Tuesday, September 29, 2009

Carving Up the Spectrum

Harold Doherty yearns for the day when the autism spectrum can be amputated of all who do not meet his personal criteria for being low-functioning and severe. But note how odd his argument sounds when juxtaposed to the very evidence Mr. Doherty calls on his own behalf. Mr. Doherty says: the “I Am Autism” video is directed at the depiction of some of the harsh realities that often accompany Autistic Disorder.

But in point of fact, that video contradicts Mr. Doherty's yearning. “I Am Autism” presents a fairly sizable number of individuals, and I am certain if their diagnoses were checked, not all would have Autistic Disorder. More than likely, the individuals presented in the “I Am Autism” video would represent quite the range of current outcomes—from those Mr. Doherty might characterize as low-functioning or severe, to those many would agree are high functioning, or perhaps even (gasp) Aspergers.

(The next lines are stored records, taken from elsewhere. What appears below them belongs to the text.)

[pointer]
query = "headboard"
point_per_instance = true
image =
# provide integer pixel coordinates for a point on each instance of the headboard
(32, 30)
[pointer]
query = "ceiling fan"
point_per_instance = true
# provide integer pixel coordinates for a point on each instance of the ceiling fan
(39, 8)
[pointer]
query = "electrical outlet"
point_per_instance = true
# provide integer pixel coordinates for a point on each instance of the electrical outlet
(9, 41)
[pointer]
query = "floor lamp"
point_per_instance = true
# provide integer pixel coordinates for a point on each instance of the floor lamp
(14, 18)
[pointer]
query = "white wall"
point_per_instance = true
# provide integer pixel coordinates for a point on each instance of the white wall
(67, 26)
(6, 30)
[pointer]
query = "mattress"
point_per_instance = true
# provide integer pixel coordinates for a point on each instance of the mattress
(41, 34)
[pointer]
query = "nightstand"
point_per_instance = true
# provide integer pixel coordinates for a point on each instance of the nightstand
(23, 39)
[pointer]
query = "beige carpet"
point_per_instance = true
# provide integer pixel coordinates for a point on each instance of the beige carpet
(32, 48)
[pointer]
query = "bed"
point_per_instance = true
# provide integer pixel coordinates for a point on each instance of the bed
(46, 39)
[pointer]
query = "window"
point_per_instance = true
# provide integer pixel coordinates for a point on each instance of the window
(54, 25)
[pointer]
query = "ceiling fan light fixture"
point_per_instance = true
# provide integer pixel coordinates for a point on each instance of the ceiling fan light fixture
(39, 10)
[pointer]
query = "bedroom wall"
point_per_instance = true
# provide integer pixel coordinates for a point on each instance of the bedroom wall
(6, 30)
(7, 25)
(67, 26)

Ironically enough, it is the producers of “I Am Autism” who gather these individuals under the common heading of autism. It is the producers of “I Am Autism” who see no reason to make any distinction. For them, autism of any kind is something inherently evil—something to be battled against and eradicated forthwith.

It is true, Mr. Doherty, that the producers of “I Am Autism” would indeed amputate from the autism spectrum all who do not meet your personal criteria for being low-functioning and severe. But they are not going to stop just there—they are going to amputate all the rest.